In the closing days of its November term, the Illinois Supreme Court agreed to decide an issue of potentially enormous consequence to a major Illinois utility, agreeing to review an order of the Illinois Commerce Commission requiring a major utility to enter into sourcing agreements with FutureGen 2.0, a non-profit corporation organized to create a coal-fueled near-zero emissions electric power plant. In Commonwealth Edison Co. v. Illinois Commerce Commission, Division 2 of the First District Appellate Court affirmed an order of the Commerce Commission.
In 1997, the Illinois legislature sought to restructure the electric industry in order to promote competition and customer choice in the supply of electricity by separating the sectors of electric generation and electricity delivery. Before an Alternative Retail Electric Supplier (“ARES”) can get a certificate of service authority from the Illinois Commerce Commission, it must demonstrate that it sources some of its electricity from clean coal facility. The petitioner utility is required to supply electricity to residential and small commercial customers within its service territory who have not chosen an ARES.
The Illinois Power Agency Act provides that the Illinois Power Agency Act is tasked with procuring electricity for the petitioner utilities. The Act further provides that by 2025, one quarter of the electricity used in the State shall be generated by cost-effective clean coal facilities. In late 2013, the Agency filed a proposed procurement plan with the Commission requiring the petitioner utilities to source electricity from FutureGen. The Commission concluded that requiring all seventy ARES to enter into sourcing agreements with FutureGen would represent an unwarranted administrative burden. Accordingly, the Commission ultimately entered an order requiring only the petitioner utilities to enter into the sourcing agreements in an amount sufficient to serve both their own eligible retail customers and the retail customers of the ARES. The utilities would recover the additional costs through a competitively neutral charge added to ARES’ customers’ bills. The utilities sought administrative appeal of the Commission’s order.

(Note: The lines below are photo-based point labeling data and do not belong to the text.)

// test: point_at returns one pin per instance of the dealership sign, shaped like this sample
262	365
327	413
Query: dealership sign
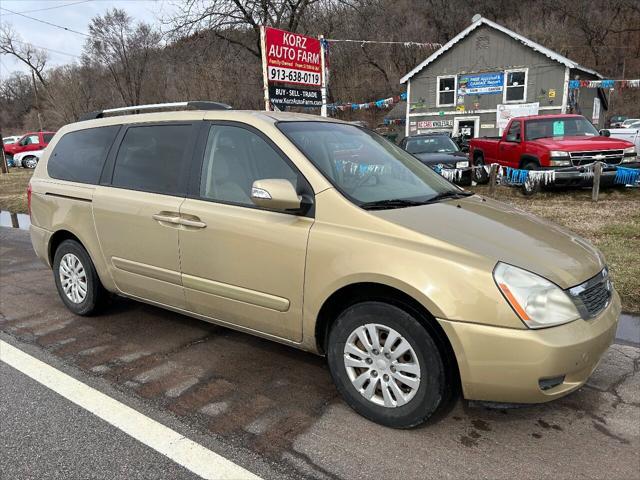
435	124
294	97
480	83
292	58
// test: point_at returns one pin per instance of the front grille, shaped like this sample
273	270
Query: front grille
592	296
612	157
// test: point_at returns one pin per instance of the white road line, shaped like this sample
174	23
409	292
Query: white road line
184	452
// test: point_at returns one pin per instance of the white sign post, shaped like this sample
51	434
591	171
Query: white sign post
265	76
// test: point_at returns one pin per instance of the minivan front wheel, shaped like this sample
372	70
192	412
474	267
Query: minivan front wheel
76	279
386	365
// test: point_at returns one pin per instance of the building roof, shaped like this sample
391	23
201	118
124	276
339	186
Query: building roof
525	41
397	112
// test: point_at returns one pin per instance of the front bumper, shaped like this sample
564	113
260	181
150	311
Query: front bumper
506	365
574	176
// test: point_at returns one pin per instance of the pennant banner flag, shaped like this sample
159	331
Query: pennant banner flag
573	84
382	103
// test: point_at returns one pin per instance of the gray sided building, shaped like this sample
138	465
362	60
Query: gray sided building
487	74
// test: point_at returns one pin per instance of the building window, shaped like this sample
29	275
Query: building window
515	82
446	91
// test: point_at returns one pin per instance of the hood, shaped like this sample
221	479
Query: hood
445	158
576	144
500	232
11	147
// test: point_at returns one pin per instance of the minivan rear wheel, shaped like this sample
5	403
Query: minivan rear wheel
386	365
76	279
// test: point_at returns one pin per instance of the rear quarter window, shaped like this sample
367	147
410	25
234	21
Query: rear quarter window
80	155
152	159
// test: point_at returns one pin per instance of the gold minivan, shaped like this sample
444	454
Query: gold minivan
323	236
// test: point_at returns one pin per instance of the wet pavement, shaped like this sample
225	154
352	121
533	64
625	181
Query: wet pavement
278	404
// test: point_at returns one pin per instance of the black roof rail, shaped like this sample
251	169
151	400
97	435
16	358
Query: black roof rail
193	105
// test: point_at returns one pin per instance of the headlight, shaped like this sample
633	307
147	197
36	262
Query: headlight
629	155
538	302
559	158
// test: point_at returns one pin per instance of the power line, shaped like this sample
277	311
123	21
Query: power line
49	49
45	22
49	8
406	44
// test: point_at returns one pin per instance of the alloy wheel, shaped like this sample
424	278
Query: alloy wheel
73	278
382	365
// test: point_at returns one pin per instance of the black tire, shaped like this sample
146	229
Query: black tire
96	295
27	162
433	390
529	189
479	175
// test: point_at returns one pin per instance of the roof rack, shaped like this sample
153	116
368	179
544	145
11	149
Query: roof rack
194	105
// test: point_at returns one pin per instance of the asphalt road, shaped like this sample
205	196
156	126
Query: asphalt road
268	407
46	436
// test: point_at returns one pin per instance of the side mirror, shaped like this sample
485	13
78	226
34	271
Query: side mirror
275	194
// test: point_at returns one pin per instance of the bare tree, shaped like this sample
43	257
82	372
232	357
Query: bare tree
124	49
34	58
229	19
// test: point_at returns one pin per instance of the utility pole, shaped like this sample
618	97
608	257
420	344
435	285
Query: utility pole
35	90
4	168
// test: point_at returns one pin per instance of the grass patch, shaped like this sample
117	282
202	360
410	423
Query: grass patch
612	224
13	190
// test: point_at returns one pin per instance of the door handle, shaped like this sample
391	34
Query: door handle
192	223
166	218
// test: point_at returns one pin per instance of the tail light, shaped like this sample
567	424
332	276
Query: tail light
29	198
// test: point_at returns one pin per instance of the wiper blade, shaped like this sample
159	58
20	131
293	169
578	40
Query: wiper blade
390	203
449	194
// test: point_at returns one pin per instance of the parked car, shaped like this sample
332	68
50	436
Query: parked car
27	159
629	121
629	134
560	142
616	121
326	237
29	142
9	140
438	150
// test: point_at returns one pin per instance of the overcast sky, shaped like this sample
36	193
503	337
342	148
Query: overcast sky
75	17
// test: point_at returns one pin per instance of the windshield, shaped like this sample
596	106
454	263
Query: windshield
365	167
431	144
561	127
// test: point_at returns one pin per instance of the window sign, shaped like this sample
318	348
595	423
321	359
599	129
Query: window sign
595	117
558	128
446	91
481	83
516	85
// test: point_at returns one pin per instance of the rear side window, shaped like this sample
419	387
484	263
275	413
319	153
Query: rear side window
80	155
151	159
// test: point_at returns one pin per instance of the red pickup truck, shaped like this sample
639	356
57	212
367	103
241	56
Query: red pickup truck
28	142
561	142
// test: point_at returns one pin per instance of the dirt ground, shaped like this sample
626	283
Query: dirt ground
612	224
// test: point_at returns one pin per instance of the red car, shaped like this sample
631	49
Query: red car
29	142
561	142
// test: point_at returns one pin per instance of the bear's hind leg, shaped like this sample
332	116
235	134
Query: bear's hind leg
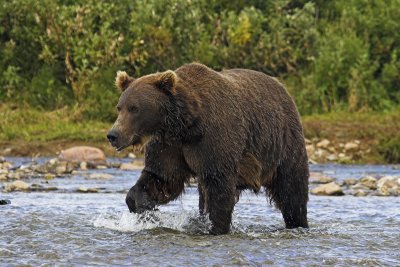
220	201
289	191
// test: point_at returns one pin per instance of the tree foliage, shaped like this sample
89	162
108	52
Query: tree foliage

On appeal, the petitioner utilities agreed that the Act permits the Illinois Power Agency to develop a procurement plan requiring the utilities to enter into sourcing agreements with a retrofitted clean coal facility. However, they argued that the Agency’s authority was limited to the utilities’ own customers; the Agency, they insisted, had no authority to compel them to acquire electricity for the ARES customers. The Court of Appeal disagreed, holding that since the Commission had the authority to compel both the utilities and ARES separately to enter into such agreements, it followed that the Commission had the power to compel the utilities to enter into such agreements on behalf of the ARES customers.

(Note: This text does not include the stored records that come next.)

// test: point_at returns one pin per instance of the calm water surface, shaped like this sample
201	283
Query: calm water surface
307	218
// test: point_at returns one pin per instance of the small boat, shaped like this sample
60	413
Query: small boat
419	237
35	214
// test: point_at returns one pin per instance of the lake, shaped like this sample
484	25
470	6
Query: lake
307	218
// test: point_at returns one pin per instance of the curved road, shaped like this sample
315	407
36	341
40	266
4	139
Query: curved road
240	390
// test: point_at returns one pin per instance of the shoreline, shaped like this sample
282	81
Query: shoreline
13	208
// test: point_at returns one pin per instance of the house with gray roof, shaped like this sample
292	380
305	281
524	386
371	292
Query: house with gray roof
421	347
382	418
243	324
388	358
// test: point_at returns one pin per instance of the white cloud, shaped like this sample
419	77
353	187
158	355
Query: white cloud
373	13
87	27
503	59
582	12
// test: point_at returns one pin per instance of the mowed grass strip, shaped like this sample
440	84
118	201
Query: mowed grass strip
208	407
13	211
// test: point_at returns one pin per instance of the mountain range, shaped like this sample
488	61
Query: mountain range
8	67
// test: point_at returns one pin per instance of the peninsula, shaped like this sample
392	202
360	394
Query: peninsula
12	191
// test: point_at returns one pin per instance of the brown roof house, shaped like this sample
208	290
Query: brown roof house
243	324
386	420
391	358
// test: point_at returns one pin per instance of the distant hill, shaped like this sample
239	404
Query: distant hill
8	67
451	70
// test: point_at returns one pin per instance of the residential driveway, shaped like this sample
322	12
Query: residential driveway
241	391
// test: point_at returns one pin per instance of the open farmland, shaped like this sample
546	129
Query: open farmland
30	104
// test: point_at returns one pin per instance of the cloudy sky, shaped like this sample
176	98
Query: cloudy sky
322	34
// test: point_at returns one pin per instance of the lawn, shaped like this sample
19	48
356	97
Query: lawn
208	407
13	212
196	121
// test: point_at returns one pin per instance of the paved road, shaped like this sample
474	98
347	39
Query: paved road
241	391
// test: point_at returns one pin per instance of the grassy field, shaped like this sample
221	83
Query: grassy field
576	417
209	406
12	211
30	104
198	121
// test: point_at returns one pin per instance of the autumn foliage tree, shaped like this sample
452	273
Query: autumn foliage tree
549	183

Next, two of the petitioners argued that the Commission’s order violated the dormant commerce clause, arguing that by requiring the utilities to enter into a sourcing agreement with FutureGen, the Commission had effectively excluded from consideration out-of-state clean electric sources. The petitioners also argued that seventy percent of the utility’s rate cap for clean coal electricity was devoted to FutureGen’s output, effectively excluding others from competing in the Illinois market. The Appellate Court disagreed, holding that because neither of the petitioners expressed any interest in producing clean coal electricity or were otherwise adversely impacted by the Commission’s order, they lacked standing to make their constitutional challenge.
Justice Pucinski dissented, finding that the order exceeded the Commission’s authority.
We expect Commonwealth Edison to be decided in eight to ten months.